Use asynchronous data acquire/release in data_getoncpu
With StarPU, the call to RUNTIME_desc_getoncpu()
could generate a big
data transfer block, visible at the end of
this trace
for example.
This can be fixed by using the asynchronous version of data acquire/release
functions, and calling RUNTIME_desc_getoncpu()

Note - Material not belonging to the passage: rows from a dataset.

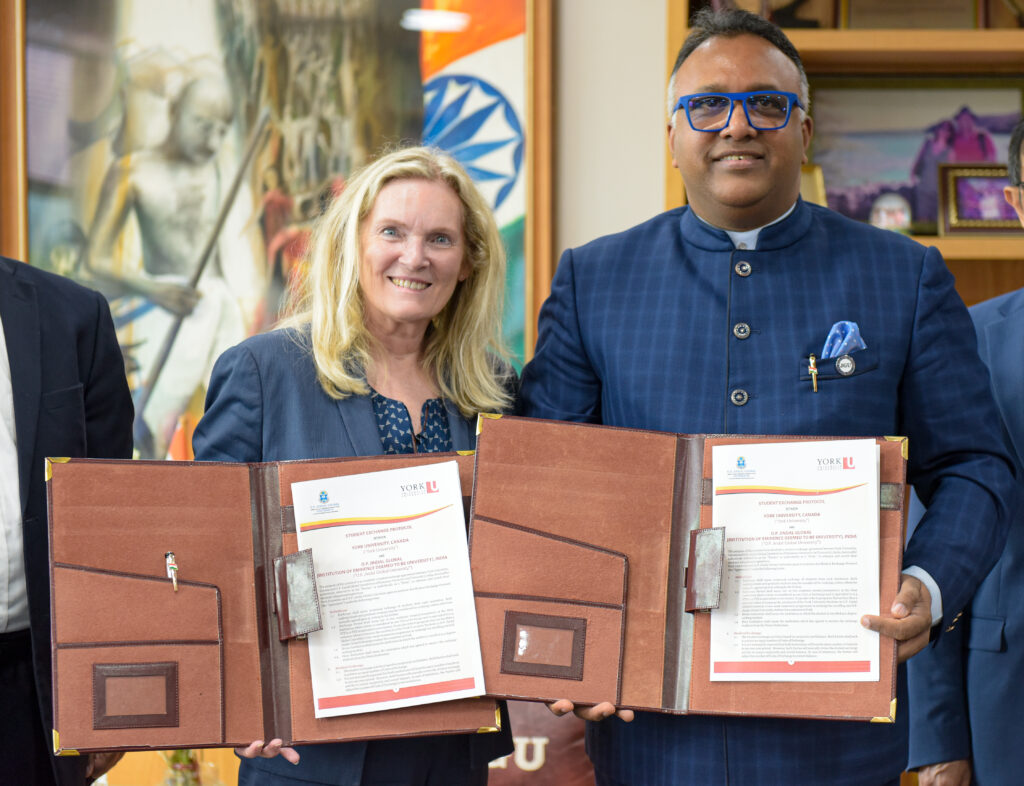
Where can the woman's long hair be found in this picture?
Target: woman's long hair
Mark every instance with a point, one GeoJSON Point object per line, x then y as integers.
{"type": "Point", "coordinates": [463, 347]}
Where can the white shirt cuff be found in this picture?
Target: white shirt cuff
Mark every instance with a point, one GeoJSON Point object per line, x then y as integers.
{"type": "Point", "coordinates": [933, 590]}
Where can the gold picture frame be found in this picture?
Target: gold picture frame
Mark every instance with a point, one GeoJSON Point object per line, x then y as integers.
{"type": "Point", "coordinates": [971, 200]}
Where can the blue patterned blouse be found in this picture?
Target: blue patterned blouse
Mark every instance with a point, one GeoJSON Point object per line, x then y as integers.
{"type": "Point", "coordinates": [395, 427]}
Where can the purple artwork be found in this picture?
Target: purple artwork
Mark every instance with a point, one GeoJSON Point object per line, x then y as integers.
{"type": "Point", "coordinates": [870, 142]}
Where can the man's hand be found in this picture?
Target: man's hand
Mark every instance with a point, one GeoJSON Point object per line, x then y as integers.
{"type": "Point", "coordinates": [590, 712]}
{"type": "Point", "coordinates": [945, 774]}
{"type": "Point", "coordinates": [258, 750]}
{"type": "Point", "coordinates": [910, 621]}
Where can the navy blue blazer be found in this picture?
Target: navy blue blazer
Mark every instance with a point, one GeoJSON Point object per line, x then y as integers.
{"type": "Point", "coordinates": [669, 326]}
{"type": "Point", "coordinates": [967, 692]}
{"type": "Point", "coordinates": [264, 404]}
{"type": "Point", "coordinates": [71, 399]}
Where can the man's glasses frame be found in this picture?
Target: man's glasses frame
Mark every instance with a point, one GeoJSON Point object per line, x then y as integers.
{"type": "Point", "coordinates": [792, 101]}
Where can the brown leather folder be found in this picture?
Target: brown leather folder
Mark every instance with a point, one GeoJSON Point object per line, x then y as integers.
{"type": "Point", "coordinates": [138, 665]}
{"type": "Point", "coordinates": [594, 544]}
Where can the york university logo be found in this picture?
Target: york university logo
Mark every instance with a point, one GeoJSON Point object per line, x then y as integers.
{"type": "Point", "coordinates": [418, 489]}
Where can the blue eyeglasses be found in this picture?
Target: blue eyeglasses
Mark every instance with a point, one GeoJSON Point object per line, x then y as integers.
{"type": "Point", "coordinates": [765, 110]}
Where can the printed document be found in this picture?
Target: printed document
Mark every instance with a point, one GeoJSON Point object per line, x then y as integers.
{"type": "Point", "coordinates": [395, 593]}
{"type": "Point", "coordinates": [801, 561]}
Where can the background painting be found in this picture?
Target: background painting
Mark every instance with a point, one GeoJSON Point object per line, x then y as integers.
{"type": "Point", "coordinates": [890, 138]}
{"type": "Point", "coordinates": [139, 114]}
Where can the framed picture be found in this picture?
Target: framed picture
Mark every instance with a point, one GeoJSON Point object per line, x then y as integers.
{"type": "Point", "coordinates": [102, 176]}
{"type": "Point", "coordinates": [812, 184]}
{"type": "Point", "coordinates": [971, 200]}
{"type": "Point", "coordinates": [873, 137]}
{"type": "Point", "coordinates": [900, 14]}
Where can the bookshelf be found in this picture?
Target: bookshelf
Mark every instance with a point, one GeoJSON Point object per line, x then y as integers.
{"type": "Point", "coordinates": [985, 265]}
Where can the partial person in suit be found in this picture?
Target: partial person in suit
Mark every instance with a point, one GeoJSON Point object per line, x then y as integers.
{"type": "Point", "coordinates": [720, 317]}
{"type": "Point", "coordinates": [966, 692]}
{"type": "Point", "coordinates": [62, 393]}
{"type": "Point", "coordinates": [394, 349]}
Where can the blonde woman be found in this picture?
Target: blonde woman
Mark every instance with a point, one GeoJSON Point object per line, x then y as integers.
{"type": "Point", "coordinates": [394, 347]}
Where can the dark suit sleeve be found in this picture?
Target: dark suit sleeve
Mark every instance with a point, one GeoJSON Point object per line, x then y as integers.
{"type": "Point", "coordinates": [958, 466]}
{"type": "Point", "coordinates": [109, 409]}
{"type": "Point", "coordinates": [560, 383]}
{"type": "Point", "coordinates": [936, 683]}
{"type": "Point", "coordinates": [231, 429]}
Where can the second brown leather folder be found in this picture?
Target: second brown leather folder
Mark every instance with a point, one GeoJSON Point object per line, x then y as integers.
{"type": "Point", "coordinates": [580, 543]}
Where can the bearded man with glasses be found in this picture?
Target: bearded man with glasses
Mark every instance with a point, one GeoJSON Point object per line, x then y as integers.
{"type": "Point", "coordinates": [750, 311]}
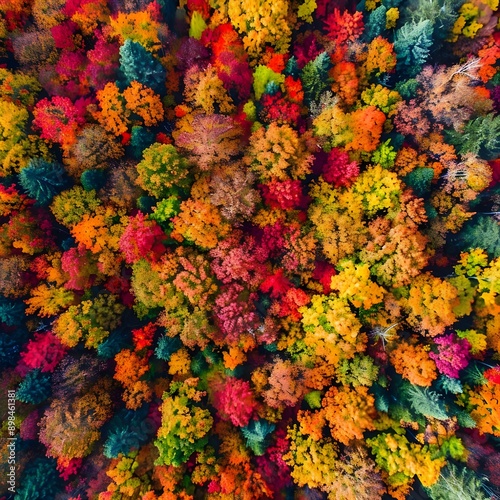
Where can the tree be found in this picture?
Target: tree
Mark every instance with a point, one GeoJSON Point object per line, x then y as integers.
{"type": "Point", "coordinates": [314, 77]}
{"type": "Point", "coordinates": [95, 148]}
{"type": "Point", "coordinates": [16, 146]}
{"type": "Point", "coordinates": [460, 482]}
{"type": "Point", "coordinates": [235, 401]}
{"type": "Point", "coordinates": [185, 424]}
{"type": "Point", "coordinates": [478, 136]}
{"type": "Point", "coordinates": [349, 413]}
{"type": "Point", "coordinates": [58, 119]}
{"type": "Point", "coordinates": [69, 207]}
{"type": "Point", "coordinates": [162, 170]}
{"type": "Point", "coordinates": [139, 27]}
{"type": "Point", "coordinates": [143, 102]}
{"type": "Point", "coordinates": [412, 362]}
{"type": "Point", "coordinates": [142, 238]}
{"type": "Point", "coordinates": [412, 44]}
{"type": "Point", "coordinates": [212, 140]}
{"type": "Point", "coordinates": [430, 304]}
{"type": "Point", "coordinates": [278, 152]}
{"type": "Point", "coordinates": [42, 180]}
{"type": "Point", "coordinates": [69, 429]}
{"type": "Point", "coordinates": [262, 24]}
{"type": "Point", "coordinates": [139, 65]}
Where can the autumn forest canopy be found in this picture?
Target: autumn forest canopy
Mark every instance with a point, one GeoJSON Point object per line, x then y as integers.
{"type": "Point", "coordinates": [250, 249]}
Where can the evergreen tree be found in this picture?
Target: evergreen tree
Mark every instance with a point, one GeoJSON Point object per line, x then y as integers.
{"type": "Point", "coordinates": [412, 45]}
{"type": "Point", "coordinates": [137, 64]}
{"type": "Point", "coordinates": [458, 483]}
{"type": "Point", "coordinates": [482, 231]}
{"type": "Point", "coordinates": [420, 180]}
{"type": "Point", "coordinates": [315, 77]}
{"type": "Point", "coordinates": [480, 136]}
{"type": "Point", "coordinates": [43, 180]}
{"type": "Point", "coordinates": [256, 433]}
{"type": "Point", "coordinates": [35, 388]}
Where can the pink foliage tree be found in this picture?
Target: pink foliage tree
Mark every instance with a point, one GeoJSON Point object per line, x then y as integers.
{"type": "Point", "coordinates": [234, 401]}
{"type": "Point", "coordinates": [45, 352]}
{"type": "Point", "coordinates": [453, 355]}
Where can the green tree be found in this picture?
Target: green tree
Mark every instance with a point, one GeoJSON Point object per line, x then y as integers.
{"type": "Point", "coordinates": [162, 170]}
{"type": "Point", "coordinates": [138, 64]}
{"type": "Point", "coordinates": [42, 180]}
{"type": "Point", "coordinates": [480, 136]}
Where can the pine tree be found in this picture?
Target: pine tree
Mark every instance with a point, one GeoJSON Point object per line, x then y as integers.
{"type": "Point", "coordinates": [480, 136]}
{"type": "Point", "coordinates": [137, 64]}
{"type": "Point", "coordinates": [42, 180]}
{"type": "Point", "coordinates": [35, 388]}
{"type": "Point", "coordinates": [256, 433]}
{"type": "Point", "coordinates": [375, 24]}
{"type": "Point", "coordinates": [458, 483]}
{"type": "Point", "coordinates": [315, 77]}
{"type": "Point", "coordinates": [412, 44]}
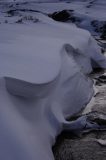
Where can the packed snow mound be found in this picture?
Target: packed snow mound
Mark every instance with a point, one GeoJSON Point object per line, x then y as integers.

before morse_sequence_wait()
.
diff --git a/compute/zpotrf.c b/compute/zpotrf.c
index e69c04b..a5772ea 100644
--- a/compute/zpotrf.c
+++ b/compute/zpotrf.c
@@ -211,8 +211,8 @@ int MORSE_zpotrf_Tile(MORSE_enum uplo, MORSE_desc_t *A)
}
morse_sequence_create(morse, &sequence);
MORSE_zpotrf_Tile_Async(uplo, A, sequence, &request);
- morse_sequence_wait(morse, sequence);
RUNTIME_desc_getoncpu(A);
+ morse_sequence_wait(morse, sequence);
status = sequence->status;
morse_sequence_destroy(morse, sequence);
diff --git a/runtime/starpu/control/runtime_descriptor.c b/runtime/starpu/control/runtime_descriptor.c
index b148888..adf3323 100644
--- a/runtime/starpu/control/runtime_descriptor.c
+++ b/runtime/starpu/control/runtime_descriptor.c
@@ -312,8 +312,11 @@ int RUNTIME_desc_getoncpu( MORSE_desc_t *desc )
continue;
}
- starpu_data_acquire(*handle, STARPU_R);
- starpu_data_release(*handle);
+ /* Use the async acquire/release version
+ * this only works because we know that starpu_data_handle_t
+ * is actually a pointer */
+ starpu_data_acquire_cb(*handle, STARPU_R,
+ starpu_data_release, *handle);
handle++;
}
This needs to be done for every function in compute/
,
and potentially for other runtimes.
With this fix the transfer block vanishes, see this trace.